Slovenian industrial provocateurs Laibach been subverting musical and political clichés for over three decades now, but their latest project, a reworking of The Sound of Music premiered in Pynonyang as North Korea’s first ever rock gig, has brought them their highest attention yet.

The concept is nothing short of genius; famed for their sinister subversion of cover versions, they had to perform music that would be known in the country, and as pace that other most famous Slovenian, Slavoj Zizek, The Sound of Music is an anti-Fascist musical that appeals to Fascist impulses, it’s made for the bill. This isn’t the first time that The Sound of Music has been appropriated as found object of course. It has memorably inspired artists from Johan Grimonprez to John Coltrane – but no one has embraced it in all its absurdity as Laibach have here.
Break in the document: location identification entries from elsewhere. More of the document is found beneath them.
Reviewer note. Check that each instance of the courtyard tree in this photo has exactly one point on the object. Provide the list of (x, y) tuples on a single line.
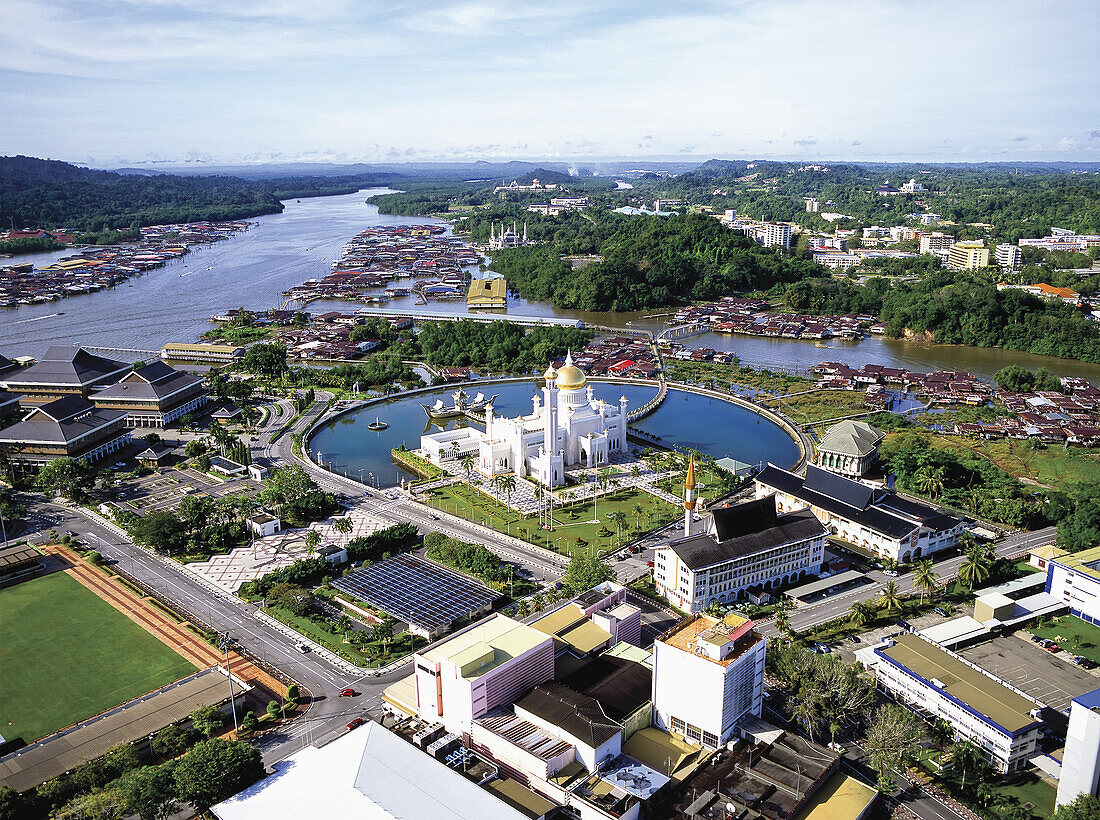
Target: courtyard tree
[(67, 477), (216, 769)]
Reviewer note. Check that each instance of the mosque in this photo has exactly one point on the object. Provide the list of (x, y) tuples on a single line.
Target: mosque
[(568, 428)]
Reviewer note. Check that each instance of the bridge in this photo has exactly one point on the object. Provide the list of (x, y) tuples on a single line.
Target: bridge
[(419, 316), (123, 351), (682, 331)]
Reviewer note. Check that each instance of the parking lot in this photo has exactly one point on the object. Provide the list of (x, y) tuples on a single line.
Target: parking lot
[(1032, 669)]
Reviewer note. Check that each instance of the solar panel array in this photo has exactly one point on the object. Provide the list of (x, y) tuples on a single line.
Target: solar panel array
[(417, 591)]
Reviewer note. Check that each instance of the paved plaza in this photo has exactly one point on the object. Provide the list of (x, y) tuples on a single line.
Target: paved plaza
[(282, 549)]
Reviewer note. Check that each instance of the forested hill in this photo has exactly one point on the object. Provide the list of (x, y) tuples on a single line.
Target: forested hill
[(50, 194)]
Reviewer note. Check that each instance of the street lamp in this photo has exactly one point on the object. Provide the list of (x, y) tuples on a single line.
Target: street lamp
[(224, 643)]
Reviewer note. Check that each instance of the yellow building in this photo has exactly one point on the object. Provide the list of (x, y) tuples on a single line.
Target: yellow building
[(487, 293), (967, 257)]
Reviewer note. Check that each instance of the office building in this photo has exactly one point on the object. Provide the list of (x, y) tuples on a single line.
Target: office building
[(1008, 255), (1080, 762), (64, 371), (849, 448), (65, 428), (154, 395), (485, 666), (1074, 578), (746, 548), (707, 678), (876, 520), (967, 257), (776, 234), (1001, 721)]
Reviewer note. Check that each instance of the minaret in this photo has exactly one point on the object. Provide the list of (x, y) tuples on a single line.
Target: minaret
[(689, 495)]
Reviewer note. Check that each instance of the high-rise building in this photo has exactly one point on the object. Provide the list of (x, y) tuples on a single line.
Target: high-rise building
[(707, 677), (1008, 255), (777, 234), (968, 255), (1080, 762)]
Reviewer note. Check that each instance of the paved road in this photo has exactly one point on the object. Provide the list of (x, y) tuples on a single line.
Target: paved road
[(327, 717), (837, 605)]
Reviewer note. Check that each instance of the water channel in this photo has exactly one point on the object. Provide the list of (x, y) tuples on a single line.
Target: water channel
[(708, 425), (282, 250)]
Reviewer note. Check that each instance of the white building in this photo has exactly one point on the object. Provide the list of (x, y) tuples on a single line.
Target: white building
[(1008, 255), (1075, 579), (876, 520), (707, 677), (1001, 721), (747, 548), (568, 427), (487, 665), (1080, 763), (776, 234), (370, 774)]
Some bands have a support act – supporting Laibach would probably be a thankless task, so they have what appears to be a field recording of an Alpine pastoral scene to lull us into a false sense of security.
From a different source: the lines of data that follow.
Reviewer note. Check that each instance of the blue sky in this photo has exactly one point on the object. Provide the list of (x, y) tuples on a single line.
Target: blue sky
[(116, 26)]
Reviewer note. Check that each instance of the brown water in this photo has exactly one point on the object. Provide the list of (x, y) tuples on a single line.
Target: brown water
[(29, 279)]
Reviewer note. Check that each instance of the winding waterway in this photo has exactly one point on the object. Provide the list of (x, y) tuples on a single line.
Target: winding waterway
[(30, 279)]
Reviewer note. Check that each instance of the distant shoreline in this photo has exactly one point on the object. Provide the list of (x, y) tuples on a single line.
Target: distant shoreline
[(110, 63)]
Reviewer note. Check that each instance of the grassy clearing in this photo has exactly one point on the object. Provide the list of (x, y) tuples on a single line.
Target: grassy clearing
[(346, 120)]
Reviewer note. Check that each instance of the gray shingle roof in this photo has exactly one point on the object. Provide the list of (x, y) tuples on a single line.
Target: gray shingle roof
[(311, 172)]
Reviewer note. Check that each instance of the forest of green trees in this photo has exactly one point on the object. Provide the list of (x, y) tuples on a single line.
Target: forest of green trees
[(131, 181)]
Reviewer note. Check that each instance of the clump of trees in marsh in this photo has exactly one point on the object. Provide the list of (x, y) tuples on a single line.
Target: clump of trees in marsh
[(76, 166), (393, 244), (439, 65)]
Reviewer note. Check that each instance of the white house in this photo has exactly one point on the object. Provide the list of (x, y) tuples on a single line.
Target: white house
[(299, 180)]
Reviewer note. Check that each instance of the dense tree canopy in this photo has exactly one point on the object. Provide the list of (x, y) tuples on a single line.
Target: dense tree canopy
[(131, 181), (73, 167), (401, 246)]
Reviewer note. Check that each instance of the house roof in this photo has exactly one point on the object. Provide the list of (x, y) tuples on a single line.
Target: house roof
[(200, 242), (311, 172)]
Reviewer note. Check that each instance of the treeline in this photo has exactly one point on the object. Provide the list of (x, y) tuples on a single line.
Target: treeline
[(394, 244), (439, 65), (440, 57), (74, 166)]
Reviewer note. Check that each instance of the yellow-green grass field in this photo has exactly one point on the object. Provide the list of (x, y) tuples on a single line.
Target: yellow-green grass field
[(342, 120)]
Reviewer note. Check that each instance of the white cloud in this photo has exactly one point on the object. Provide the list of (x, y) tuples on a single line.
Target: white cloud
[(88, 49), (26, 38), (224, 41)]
There are no original members of the band onstage here, and it doesn’t matter, as Laibach have always been a conceptual project more than a band, an exploration of collectivism rather than individualism. However, Milan Fras still elicits cheers when he comes onstage, in white robes and customary head gear. And his rasping growl really helps take these songs to darker new places. Well-known songs we’ve learned to take for granted from the musical are subtly distorted to expose their hollowness and bombast, yet can be simultaneously seductive. This reaches a zenith with Sixteen Going on Seventeen, an exemplary example of how Laibach approach a cover version and tease out the potential meanings, the hidden ideologies, without changing a word. Fras’s atavistic growl exposes the sinister, quasi paedophiliac subtext of the song to appallingly comic effect, which couldn’t be more on point for a week which has seen the public disgrace of Michael Jackson and the cancellation of a Ryan Adams tour.

Stunning visuals complement the music to perfection, as on My Favourite Things, an orgy of kitsch imagery, childlike emojis collapsing on Korean imagery, like being trapped in a Jeff Koons come to life.

As the sublime lapses into the ridiculous to be spat out the other end as sublime again, we reminded that while totalitarian regimes’ aesthetics often approach the condition of kitsch, kitsch can be equally oppressive, as on Maria/Korea, which can only be described as uber kitsch.

What is the Problem with Korea? Laibach have no answers, but have engaged with the country on their own terms far more successfully than Donald Trump has.

After an interval, the second half of the gig turns much darker, as the band take on their earliest records recorded as Laibach, sung in German and Slovenian, heavy industrial pieces with angular jazz keyboard flourishes exploring their country’s troubled and contested background.

The imagery turns markedly darker too, primarily reds and blacks playing with Communist and totalitarian motifs.

Things turn lighter though for the encore, where the band finally play one of their ‘hits’, Sympathy For the Devil, one of their straighter covers, and two songs from the upcoming Iron Sky II, a Nazis in space film which they’ve scored.

It all ends hilariously, and most unexpectedly, with Fras in a cowboy hat performing a country and western tune, Surfing Through the Galaxy, to a backdrop of retro space invaders. Then, in a final puncturing of the illusion of spontaneity that surrounds encores, the credits for the encore appear onscreen behind them.

As Europe witnesses a resurgence of neofascism and despots increasingly rule the world, Laibach – unlike most bands from the 80s – only become more, rather than less relevant, by the year. We need them more than ever, if only to provide some laughter amongst the ruins of Western democracy.